Diasporic Stasis and the Frequency of Black Refusal
This talk takes what may seem a counter-intuitive proposition as its primary point of departure – that stasis is neither an absence nor a cessation of motion; it is a continual balancing of multiple forces. It theorizes stasis as motion held in taut suspension in ways that hover between stillness and movement. The talk engages the forms of disaporic tension and stasis enacted in two archives of black vernacular photography: late nineteenth century ethnographic photos of rural Africans in the Eastern Cape and early twentieth century studio portraits of African Christians in South African urban centers. Focusing on the sonic frequencies of these images’ tense performance of stasis, the talk queries the relationship between black agency, self-fashioning and the everyday practices of refusal enacted by black subjects in a genre of images I call ‘quiet photography’.

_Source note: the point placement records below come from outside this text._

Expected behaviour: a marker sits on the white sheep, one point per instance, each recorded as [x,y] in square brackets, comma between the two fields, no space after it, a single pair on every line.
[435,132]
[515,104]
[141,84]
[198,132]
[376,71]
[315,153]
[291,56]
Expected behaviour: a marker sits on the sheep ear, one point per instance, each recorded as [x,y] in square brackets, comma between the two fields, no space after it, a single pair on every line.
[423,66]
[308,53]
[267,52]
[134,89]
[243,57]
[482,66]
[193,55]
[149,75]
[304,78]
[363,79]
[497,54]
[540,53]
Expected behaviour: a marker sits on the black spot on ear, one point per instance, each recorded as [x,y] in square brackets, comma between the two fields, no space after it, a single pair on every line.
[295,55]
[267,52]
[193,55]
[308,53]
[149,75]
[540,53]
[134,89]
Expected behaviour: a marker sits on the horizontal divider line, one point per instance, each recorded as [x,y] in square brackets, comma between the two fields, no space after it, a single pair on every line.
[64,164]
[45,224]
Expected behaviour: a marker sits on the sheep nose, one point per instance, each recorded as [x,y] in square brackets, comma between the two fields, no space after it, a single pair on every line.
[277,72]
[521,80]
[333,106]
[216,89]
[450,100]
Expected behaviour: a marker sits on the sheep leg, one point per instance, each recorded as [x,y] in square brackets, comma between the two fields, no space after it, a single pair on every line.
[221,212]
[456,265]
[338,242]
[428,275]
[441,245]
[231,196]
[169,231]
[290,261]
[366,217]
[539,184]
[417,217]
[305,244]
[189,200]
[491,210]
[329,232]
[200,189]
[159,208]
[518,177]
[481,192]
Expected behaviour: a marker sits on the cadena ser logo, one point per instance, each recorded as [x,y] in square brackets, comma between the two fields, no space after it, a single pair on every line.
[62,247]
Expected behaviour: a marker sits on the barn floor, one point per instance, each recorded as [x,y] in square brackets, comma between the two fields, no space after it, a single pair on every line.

Tina Campt is Ann Whitney Olin Professor of Africana and Women’s Gender and Studies, and Director of the Barnard Center for Research on Women at Barnard College-Columbia University. Campt’s published work theorizes gender, racial and diasporic formation in black communities in Germany, and Europe more broadly. She is the author of two books: Other Germans: Black Germans and the Politics of Race, Gender and Memory in the Third Reich (2004), an oral history that explores the experiences of Black Germans during the Third Reich, and Image Matters: Archive, Photography and the African Diasporain Europe (2012), which theorizes the affects of family photography of in early twentieth century Black German and Black British communities. Campt has edited special issues of Feminist Review, Callaloo and small axe, and together with Paul Gilroy, co-edited Der Black Atlantik (2004), the first German language collection of key texts on the Black Atlantic. She recently completed her third monograph, Listening to Images (forthcoming from Duke University Press), a collection of essays that theorizes the everyday practices of refusal and fugitivity enacted in a frequently overlooked genre of black vernacular photographs she calls ‘quiet photography.’